Mandatory: Electronics Checks
Spend as long as required to run every electronic feature in the C-Class you’re considering through its paces, ideally several times. This includes the full breadth of central command system functionalities; cruise control; all steering-wheel mounted controls; the climate control; the stereo (from all playback sources); all COMAND system dial positions and buttons; all door locks, window switches, and keyfobs; the Bluetooth connection; the parking assist system / back-up camera; and more. Issues have been reported with varying frequency across all of the above systems, so you’ll want to be sure everything is working properly before you buy.
Also Mandatory: Diagnostic Scan
Buying a used C-Class without a full diagnostic scan by a dealer technician is not advised. This quick computer scan can reveal hundreds of possible issues in the vehicle’s driveline and other electronics, saving you time, money, and headaches.
Other Useful Information
Maintain Your Warranty
There’s a good chance the C-Class you’re considering will still be covered by some remaining portion of the vehicle’s factory (powertrain) warranty when you buy it – provided that said warranty is still in good standing. To be sure that’s the case (and to avoid any unwanted surprises), be certain that all service records are up to date, including oil changes. Even a stretching of one oil change interval, or one skipped oil change, will compromise the warranty.

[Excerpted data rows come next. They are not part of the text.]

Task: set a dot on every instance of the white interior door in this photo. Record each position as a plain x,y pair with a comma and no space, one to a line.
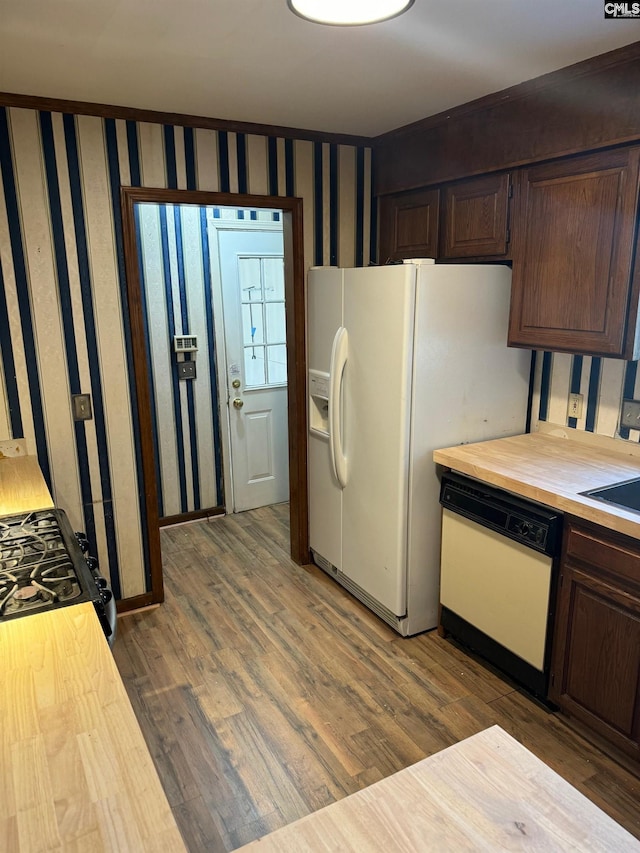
252,275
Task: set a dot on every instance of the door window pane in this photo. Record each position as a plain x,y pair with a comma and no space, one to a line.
254,374
276,331
277,364
261,282
252,326
273,269
249,273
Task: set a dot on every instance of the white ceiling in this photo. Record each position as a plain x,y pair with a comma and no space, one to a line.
253,60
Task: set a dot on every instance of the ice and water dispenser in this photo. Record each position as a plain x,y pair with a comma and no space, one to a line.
319,402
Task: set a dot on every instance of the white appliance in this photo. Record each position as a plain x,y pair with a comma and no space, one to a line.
403,359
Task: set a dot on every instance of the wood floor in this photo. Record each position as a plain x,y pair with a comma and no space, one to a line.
265,691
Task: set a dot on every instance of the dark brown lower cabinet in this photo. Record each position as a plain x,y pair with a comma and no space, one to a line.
595,673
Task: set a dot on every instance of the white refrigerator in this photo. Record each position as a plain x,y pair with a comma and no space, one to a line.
403,359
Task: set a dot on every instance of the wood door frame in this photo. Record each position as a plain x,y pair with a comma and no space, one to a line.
293,236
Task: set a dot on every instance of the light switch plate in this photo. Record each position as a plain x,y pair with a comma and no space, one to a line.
186,370
81,407
575,405
630,414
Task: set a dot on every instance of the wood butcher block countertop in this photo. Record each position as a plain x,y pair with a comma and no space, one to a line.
552,470
485,793
22,486
75,772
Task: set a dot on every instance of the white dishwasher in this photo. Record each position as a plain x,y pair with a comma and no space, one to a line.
497,576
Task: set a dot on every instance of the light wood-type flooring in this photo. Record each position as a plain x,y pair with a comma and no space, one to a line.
265,691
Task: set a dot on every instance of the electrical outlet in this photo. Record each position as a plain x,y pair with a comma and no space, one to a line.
81,407
630,414
575,405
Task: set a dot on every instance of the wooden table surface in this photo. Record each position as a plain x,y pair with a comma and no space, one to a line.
552,471
22,486
485,793
75,772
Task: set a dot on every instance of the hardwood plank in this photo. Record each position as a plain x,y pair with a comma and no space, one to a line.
485,793
278,693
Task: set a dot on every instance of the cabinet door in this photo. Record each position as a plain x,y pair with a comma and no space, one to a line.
595,673
475,217
409,225
572,247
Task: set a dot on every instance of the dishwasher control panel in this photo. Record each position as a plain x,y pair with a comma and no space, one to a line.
531,524
528,530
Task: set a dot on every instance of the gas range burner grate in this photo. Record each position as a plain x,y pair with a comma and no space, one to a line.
36,569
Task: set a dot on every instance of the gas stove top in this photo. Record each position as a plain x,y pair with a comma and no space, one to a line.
37,567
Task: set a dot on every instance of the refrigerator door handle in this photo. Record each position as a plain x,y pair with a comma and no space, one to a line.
339,355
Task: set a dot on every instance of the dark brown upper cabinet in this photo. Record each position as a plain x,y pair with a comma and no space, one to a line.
573,235
409,225
595,671
475,214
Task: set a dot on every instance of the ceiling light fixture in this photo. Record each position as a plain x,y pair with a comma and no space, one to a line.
348,13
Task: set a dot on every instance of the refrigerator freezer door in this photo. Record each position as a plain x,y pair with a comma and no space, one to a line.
324,318
468,386
378,316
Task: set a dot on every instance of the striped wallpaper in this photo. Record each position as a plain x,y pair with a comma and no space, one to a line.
603,382
63,317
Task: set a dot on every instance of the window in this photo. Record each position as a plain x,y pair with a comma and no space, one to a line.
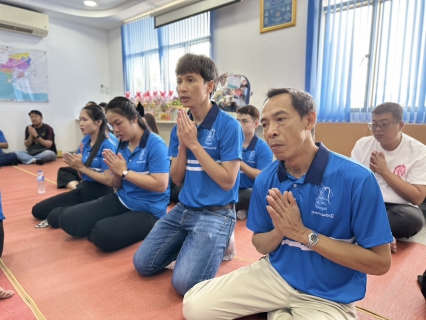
366,52
150,55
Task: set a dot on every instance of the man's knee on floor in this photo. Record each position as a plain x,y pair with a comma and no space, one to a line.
38,212
195,305
142,265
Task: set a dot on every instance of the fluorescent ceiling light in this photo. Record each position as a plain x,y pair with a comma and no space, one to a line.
90,3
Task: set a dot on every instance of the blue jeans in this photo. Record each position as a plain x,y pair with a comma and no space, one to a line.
46,156
197,240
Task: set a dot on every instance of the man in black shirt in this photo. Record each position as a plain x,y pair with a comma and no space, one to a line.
39,140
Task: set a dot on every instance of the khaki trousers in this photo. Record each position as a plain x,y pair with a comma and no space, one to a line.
255,289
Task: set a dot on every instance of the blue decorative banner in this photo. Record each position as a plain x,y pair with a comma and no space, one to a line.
276,14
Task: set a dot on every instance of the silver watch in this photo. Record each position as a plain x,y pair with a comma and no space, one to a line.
313,239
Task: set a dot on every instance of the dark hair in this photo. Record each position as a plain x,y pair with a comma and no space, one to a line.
35,112
96,113
140,109
392,107
151,122
198,63
90,103
302,101
127,109
252,111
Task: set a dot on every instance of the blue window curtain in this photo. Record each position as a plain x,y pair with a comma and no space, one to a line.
150,55
361,53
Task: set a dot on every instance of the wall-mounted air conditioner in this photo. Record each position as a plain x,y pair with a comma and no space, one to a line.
23,21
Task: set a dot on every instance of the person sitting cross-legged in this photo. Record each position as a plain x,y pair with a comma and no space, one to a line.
39,141
399,164
6,159
256,157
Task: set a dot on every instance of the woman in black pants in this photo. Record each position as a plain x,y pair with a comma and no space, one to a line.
96,177
140,175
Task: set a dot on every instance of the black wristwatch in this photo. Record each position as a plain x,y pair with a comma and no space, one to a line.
125,173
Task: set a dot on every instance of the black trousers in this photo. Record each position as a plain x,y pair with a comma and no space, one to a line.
243,199
52,208
65,176
405,220
8,159
107,222
1,237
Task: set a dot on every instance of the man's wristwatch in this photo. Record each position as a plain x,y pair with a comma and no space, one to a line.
313,239
125,173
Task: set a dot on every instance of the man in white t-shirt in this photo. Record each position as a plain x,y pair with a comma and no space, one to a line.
399,164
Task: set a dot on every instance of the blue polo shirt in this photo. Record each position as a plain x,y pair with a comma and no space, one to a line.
222,138
257,155
2,217
147,158
97,164
338,198
2,139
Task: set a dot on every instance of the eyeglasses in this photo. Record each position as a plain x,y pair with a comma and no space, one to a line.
383,126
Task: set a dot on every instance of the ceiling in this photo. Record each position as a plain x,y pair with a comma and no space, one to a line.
108,14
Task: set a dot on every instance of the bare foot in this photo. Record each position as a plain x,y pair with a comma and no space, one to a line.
72,185
4,294
393,245
230,251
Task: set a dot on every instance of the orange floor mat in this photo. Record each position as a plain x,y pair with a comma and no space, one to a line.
69,278
396,295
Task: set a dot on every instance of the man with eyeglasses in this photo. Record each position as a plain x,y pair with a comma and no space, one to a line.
399,164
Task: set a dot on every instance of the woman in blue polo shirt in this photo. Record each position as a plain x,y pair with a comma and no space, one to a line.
96,177
140,171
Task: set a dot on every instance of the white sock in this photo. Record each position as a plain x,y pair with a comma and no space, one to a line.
241,214
230,251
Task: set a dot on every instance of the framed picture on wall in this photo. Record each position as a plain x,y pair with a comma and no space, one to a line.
277,14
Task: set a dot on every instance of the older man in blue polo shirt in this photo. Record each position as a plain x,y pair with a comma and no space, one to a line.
206,152
317,216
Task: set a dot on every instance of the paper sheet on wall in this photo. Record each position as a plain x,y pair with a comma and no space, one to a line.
23,74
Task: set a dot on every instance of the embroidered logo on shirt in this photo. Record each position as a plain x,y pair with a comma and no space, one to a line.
251,156
400,170
142,156
210,138
323,197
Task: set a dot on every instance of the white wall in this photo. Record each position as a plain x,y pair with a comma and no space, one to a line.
78,64
115,62
269,60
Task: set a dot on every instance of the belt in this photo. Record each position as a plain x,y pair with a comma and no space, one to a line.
210,208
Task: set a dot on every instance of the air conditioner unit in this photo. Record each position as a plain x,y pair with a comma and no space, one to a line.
23,21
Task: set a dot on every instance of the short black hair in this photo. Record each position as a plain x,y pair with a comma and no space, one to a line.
302,101
35,112
392,107
198,63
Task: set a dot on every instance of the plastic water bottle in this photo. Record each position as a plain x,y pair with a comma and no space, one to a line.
40,182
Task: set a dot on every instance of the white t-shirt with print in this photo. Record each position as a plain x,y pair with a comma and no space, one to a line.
408,161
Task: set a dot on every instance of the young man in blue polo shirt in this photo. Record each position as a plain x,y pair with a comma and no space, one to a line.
256,157
317,216
205,147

Also, be certain to confirm that the vehicle has never been modified with non-factory engine programming, possibly in the form of a “chip” or “tune” applied to turn up the boost from the turbocharger system for more power. Modifications like this by a previous owner will typically void remaining powertrain warranty coverage, even if the offending software/parts are removed before a warranty claim is made.
Certified Pre-Owned (CPO)
For several reasons, we’d strongly advise shoppers to consider a Certified Pre-Owned copy of a used C-Class from this generation. Typically, a CPO vehicle is fully inspected, updated, and reconditioned by the selling Mercedes dealer – adding more peace of mind for shoppers. Buying a CPO-certified C-Class likely means all maintenance work, recalls, and software updates are up to date, giving shoppers less to worry about. Further, CPO vehicles may come with extended warranty coverage and additional roadside assistance coverage, too.

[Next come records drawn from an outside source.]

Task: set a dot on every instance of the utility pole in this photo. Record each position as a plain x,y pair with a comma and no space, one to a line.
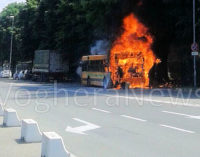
11,44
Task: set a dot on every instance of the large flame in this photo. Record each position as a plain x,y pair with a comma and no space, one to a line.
131,57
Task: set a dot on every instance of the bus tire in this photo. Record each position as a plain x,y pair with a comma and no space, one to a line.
107,83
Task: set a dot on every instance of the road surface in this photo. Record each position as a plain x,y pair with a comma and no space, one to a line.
110,123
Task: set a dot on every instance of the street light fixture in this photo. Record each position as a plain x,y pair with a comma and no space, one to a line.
11,42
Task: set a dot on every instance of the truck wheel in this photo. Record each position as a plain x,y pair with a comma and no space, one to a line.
107,83
88,81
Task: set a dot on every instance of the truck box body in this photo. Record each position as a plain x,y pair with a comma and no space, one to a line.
49,61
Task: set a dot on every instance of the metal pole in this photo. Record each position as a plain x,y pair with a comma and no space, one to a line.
194,41
11,44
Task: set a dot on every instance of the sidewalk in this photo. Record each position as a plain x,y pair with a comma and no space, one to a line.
11,146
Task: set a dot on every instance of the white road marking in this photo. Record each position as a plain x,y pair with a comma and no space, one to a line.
134,118
179,129
96,109
138,99
175,113
182,114
82,129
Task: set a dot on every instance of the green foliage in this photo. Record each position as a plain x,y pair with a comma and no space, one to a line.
73,25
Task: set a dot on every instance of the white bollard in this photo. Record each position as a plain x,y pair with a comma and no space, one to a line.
1,110
10,118
53,146
30,131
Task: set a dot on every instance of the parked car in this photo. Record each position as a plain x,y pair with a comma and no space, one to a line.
5,74
21,75
16,75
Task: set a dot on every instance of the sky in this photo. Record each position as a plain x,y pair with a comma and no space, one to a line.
4,3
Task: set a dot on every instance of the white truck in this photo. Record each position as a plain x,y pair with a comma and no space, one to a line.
48,65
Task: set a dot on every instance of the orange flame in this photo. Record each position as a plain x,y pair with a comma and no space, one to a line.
131,57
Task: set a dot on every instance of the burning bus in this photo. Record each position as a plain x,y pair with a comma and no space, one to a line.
129,61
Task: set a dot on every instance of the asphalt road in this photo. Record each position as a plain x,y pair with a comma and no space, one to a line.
111,123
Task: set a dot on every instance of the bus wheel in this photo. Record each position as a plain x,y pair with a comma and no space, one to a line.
107,83
88,82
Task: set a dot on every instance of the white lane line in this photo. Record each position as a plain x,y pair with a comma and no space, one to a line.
136,98
96,109
179,129
82,129
181,114
175,113
134,118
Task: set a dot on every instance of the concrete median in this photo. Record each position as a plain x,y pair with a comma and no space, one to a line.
10,118
30,131
53,145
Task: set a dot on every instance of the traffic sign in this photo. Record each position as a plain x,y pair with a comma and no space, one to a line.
194,47
195,53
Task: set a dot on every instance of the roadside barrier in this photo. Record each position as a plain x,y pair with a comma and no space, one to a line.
1,110
53,145
30,131
10,118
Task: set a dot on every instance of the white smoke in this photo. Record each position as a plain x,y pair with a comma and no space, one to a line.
101,47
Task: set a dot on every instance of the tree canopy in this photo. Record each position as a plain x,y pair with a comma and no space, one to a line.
74,25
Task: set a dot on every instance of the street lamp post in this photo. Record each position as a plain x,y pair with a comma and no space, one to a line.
194,41
11,42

As is the case with so many luxury cars, a second-hand C-Class is a machine more likely to be enjoyed for its style, technology, and driving experience than low costs of ownership and worry-free operation. A long list of recalls and some well-documented issues just a few years into this generation’s life mean shoppers are strongly advised to opt for a CPO-certified model, and to budget for any extended warranty coverage available. During ownership, to maximize the value of any extended warranty coverage, be absolutely certain to stay on top of any and all required scheduled maintenance, too.